Different people have different travel photography styles. Some take nothing but portraits of themselves in front of various landmarks, some like to photograph local people and ordinary, everyday objects to get a sense of the place, and others try to capture the complexity of an entire vista in a single landscape photo. If you’re a landscape photo person, you’ll appreciate these tips to improve your causal landscape photos.
1. Stop trying to document. Landscape photography requires you to submit your schedule to the whims of nature. You can’t just hop out of the car whenever you happen up on a scenic vista and snap a photo. This won’t give you the result you want. Instead of clicking the shutter wherever and whenever you happen to be, you need to make capturing a landscape photo your priority. Find a view you like and plan to spend some time there waiting for the perfect lighting conditions to develop and the perfect composition to reveal itself to you.
2. Be on location at sunrise and sunset. Early morning and evening provide the most dramatic light conditions and therefore make for the best photos. The harsh light of noon isn’t good for much but scouting.

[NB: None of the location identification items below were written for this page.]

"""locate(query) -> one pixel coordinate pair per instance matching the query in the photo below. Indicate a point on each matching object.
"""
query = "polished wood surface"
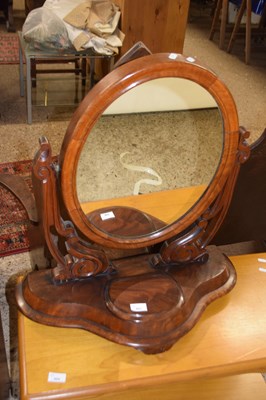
(174, 277)
(167, 206)
(248, 201)
(159, 24)
(229, 339)
(135, 304)
(5, 384)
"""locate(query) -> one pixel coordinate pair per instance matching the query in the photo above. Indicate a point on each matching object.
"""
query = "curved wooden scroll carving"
(155, 291)
(79, 259)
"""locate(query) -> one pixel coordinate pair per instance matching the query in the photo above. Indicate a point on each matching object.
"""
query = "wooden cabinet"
(4, 375)
(159, 24)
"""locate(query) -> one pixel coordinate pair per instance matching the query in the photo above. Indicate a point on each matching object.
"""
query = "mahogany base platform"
(135, 305)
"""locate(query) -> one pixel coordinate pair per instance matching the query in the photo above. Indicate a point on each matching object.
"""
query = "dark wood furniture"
(160, 24)
(122, 272)
(5, 384)
(246, 217)
(221, 358)
(6, 7)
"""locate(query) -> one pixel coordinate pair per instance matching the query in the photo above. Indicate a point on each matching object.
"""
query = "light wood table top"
(228, 340)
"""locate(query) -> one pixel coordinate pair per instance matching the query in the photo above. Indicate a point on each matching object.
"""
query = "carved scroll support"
(79, 259)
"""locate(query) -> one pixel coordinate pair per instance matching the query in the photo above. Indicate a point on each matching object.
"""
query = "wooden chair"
(260, 30)
(221, 12)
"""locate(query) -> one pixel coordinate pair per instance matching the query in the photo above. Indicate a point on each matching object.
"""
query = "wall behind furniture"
(18, 4)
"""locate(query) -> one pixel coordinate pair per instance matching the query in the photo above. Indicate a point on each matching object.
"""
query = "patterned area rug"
(9, 49)
(13, 216)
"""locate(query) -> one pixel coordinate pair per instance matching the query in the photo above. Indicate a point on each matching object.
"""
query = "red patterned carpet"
(13, 217)
(9, 48)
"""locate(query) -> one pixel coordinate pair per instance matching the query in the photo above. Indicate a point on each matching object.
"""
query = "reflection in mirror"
(159, 143)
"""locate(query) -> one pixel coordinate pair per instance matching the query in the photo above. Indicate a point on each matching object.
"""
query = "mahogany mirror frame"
(115, 84)
(99, 280)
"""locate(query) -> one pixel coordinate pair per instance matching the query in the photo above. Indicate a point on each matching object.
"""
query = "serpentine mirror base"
(137, 305)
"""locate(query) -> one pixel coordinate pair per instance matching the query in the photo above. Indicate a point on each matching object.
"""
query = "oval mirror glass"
(159, 143)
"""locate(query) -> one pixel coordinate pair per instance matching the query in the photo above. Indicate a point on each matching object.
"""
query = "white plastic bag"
(43, 29)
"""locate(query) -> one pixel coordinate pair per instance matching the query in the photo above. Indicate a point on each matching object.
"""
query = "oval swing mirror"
(146, 174)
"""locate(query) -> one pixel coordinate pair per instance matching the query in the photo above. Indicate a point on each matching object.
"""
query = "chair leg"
(215, 19)
(236, 25)
(248, 32)
(223, 23)
(33, 72)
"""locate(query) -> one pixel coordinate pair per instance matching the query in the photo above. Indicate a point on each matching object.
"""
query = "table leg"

3. Pretend you’re painting. Assembling the elements of your landscape photo composition as if you were adding them to a painting, rather than just accepting whatever happens to be in front of your viewfinder, can really help snap-happy tourists slow down and frame their landscape shots properly.
When you slow down and start seeking out lovely landscape shots, rather than just assuming they’ll come to you, you’ll get better results.